While udica can create a good baseline policy from the container.json file, sometimes it might not be sufficient, and you will need customisations.

For example, in our case, when we deployed the policy, we figured out it was insufficient from the SELinux denial messages in the log.

The kata-monitor daemonset required permissions to listen on a TCP socket and connect to a Unix socket.

We had to redo the policy generation and enable network access.

udica -full-network-access -j container.json my_policy

The full-network-access option adds suitable rules to allow network connections.

For Unix socket access, we added the following custom rule.

(allow process container_runtime_t (unix_stream_socket (connectto)))

The SELinux denial messages in the system logs are very helpful in finding out what additional rules are needed. Please refer to the following article for learning about denial messages — https://www.redhat.com/sysadmin/selinux-denial2

Following is the complete SELinux custom policy for the kata-monitor daemonset.

(block container
(type process)
(type socket)
(roletype system_r process)
(typeattributeset domain (process ))
(typeattributeset container_domain (process ))
(typeattributeset svirt_sandbox_domain (process ))
(typeattributeset mcs_constrained_type (process ))
(typeattributeset file_type (socket ))
(allow process socket (sock_file (create open getattr setattr read write rename link unlink ioctl lock append)))
(allow process proc_type (file (getattr open read)))
(allow process cpu_online_t (file (getattr open read)))
(allow container_runtime_t process (key (create link read search setattr view write)))
)
(block net_container
(optional net_container_optional
(typeattributeset sandbox_net_domain (process))
)
)
(block osc_monitor
(blockinherit container)
(blockinherit net_container)
(allow process process ( capability ( chown dac_override setfcap setgid setpcap setuid )))
(allow process container_runtime_t (unix_stream_socket (connectto)))
(allow process container_var_run_t ( dir ( add_name create getattr ioctl lock open read remove_name rmdir search setattr write )))
(allow process container_var_run_t ( file ( append create getattr ioctl lock map open read rename setattr unlink write )))
(allow process container_var_run_t ( fifo_file ( getattr read write append ioctl lock open )))
(allow process container_var_run_t ( sock_file ( ioctl append getattr open read write )))
(allow process container_var_run_t ( lnk_file ( ioctl lock append getattr open read write )))
)

Create Custom OpenShift SCC Policy

Finally, to get all of these working with OpenShift, we had to create a custom SCC policy and use the same with our operator.
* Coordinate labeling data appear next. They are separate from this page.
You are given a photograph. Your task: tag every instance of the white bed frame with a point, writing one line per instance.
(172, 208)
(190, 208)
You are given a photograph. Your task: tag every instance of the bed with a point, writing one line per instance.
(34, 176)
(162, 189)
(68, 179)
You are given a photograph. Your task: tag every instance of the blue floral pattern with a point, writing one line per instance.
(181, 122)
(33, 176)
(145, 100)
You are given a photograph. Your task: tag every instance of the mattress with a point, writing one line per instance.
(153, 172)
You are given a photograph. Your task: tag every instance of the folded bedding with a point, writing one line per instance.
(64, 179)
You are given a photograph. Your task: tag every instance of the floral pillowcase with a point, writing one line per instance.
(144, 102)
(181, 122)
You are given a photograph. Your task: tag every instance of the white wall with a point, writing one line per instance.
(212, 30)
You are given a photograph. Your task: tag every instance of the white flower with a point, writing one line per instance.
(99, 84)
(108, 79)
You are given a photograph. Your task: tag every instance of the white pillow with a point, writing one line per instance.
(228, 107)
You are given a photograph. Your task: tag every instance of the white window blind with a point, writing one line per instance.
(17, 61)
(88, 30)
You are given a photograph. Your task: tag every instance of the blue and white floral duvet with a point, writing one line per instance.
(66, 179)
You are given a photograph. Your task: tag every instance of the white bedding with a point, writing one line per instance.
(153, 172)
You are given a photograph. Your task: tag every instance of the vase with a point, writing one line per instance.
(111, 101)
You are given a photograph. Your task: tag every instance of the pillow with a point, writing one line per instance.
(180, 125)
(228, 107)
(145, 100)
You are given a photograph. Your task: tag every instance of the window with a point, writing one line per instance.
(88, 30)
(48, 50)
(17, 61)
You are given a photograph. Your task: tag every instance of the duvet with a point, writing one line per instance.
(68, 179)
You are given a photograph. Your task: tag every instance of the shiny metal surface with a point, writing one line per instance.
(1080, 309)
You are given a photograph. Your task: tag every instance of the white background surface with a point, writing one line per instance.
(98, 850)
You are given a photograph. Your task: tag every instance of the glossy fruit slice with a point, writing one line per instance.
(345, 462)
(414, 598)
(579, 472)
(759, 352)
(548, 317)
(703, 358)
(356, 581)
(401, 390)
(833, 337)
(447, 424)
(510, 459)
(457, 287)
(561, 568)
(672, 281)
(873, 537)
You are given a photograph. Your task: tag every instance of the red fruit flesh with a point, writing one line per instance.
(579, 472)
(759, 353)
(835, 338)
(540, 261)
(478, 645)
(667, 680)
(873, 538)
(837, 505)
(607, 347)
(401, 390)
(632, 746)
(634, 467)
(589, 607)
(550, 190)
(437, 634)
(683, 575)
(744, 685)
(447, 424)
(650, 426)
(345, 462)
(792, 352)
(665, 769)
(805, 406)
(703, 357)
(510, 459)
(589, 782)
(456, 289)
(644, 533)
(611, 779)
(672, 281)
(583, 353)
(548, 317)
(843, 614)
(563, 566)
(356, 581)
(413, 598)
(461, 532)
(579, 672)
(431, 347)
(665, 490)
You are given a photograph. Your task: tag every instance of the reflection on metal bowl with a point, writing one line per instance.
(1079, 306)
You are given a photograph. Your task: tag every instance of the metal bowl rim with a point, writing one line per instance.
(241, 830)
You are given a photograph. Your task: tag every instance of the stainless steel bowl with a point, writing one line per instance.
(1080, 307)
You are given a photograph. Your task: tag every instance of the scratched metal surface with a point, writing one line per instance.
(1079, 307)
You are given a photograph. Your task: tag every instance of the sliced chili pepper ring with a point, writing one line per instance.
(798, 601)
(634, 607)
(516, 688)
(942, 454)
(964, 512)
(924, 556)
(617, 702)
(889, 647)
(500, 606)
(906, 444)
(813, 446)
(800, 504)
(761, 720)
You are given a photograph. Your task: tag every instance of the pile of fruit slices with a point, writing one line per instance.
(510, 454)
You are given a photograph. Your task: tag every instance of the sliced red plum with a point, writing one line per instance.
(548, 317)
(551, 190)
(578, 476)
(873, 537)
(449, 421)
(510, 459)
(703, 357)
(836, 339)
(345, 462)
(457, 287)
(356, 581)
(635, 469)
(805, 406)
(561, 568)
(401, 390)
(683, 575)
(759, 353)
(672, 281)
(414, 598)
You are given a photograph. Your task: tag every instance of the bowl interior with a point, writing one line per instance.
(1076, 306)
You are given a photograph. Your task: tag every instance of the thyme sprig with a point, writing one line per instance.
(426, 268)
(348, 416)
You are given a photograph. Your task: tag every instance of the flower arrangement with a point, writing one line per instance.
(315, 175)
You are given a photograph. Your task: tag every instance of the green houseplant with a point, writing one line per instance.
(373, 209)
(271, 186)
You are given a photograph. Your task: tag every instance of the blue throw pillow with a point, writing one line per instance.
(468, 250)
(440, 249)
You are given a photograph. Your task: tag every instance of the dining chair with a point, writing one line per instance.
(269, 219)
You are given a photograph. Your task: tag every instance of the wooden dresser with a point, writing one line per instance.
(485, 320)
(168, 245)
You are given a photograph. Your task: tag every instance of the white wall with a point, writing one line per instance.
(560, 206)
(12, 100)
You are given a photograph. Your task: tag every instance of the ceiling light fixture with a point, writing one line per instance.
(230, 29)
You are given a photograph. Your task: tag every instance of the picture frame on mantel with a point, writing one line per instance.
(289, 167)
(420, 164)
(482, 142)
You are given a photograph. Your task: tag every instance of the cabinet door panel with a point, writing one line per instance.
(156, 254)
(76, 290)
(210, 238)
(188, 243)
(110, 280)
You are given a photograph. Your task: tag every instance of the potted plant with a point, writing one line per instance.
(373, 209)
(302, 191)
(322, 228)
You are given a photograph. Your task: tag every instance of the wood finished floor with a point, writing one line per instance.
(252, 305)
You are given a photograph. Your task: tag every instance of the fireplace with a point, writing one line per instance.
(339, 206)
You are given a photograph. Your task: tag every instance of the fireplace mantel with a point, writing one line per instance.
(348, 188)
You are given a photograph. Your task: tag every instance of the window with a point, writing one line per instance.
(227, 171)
allowHostDirVolumePlugin: true
allowHostIPC: false
allowHostNetwork: false
allowHostPID: false
allowHostPorts: false
allowPrivilegeEscalation: false
allowPrivilegedContainer: false
allowedCapabilities:
- DAC_READ_OVERRIDE
apiVersion: security.openshift.io/v1
defaultAddCapabilities: null
fsGroup:
  type: RunAsAny
groups: []
kind: SecurityContextConstraints
metadata:
  name: sandboxed-containers-operator-scc
priority: null
readOnlyRootFilesystem: false
requiredDropCapabilities:
- MKNOD
- FSETID
- KILL
- FOWNER
runAsUser:
  type: MustRunAsNonRoot
seLinuxContext:
  seLinuxOptions:
    type: osc_monitor.process
  type: MustRunAs
supplementalGroups:
  type: RunAsAny
users:
- system:serviceaccount:openshift-sandboxed-containers-operator:monitor
volumes:
- '*'

Note that setting allowHostIPC to false takes care of disabling CAP_IPC_*. Likewise setting allowHostNetwork to false takes care of disabling CAP_NET_* and so on.

The custom SCC and the kata-monitor binary with the required capabilities set ensured we used the least privileges principle for our operator.

Summary

Hope the information presented here will help you to make informed decisions about tradeoffs between different options for hardening operators.

Remember it’s a journey and there are numerous tools to help you out. Would love to hear your experiences with hardening Kubernetes operators.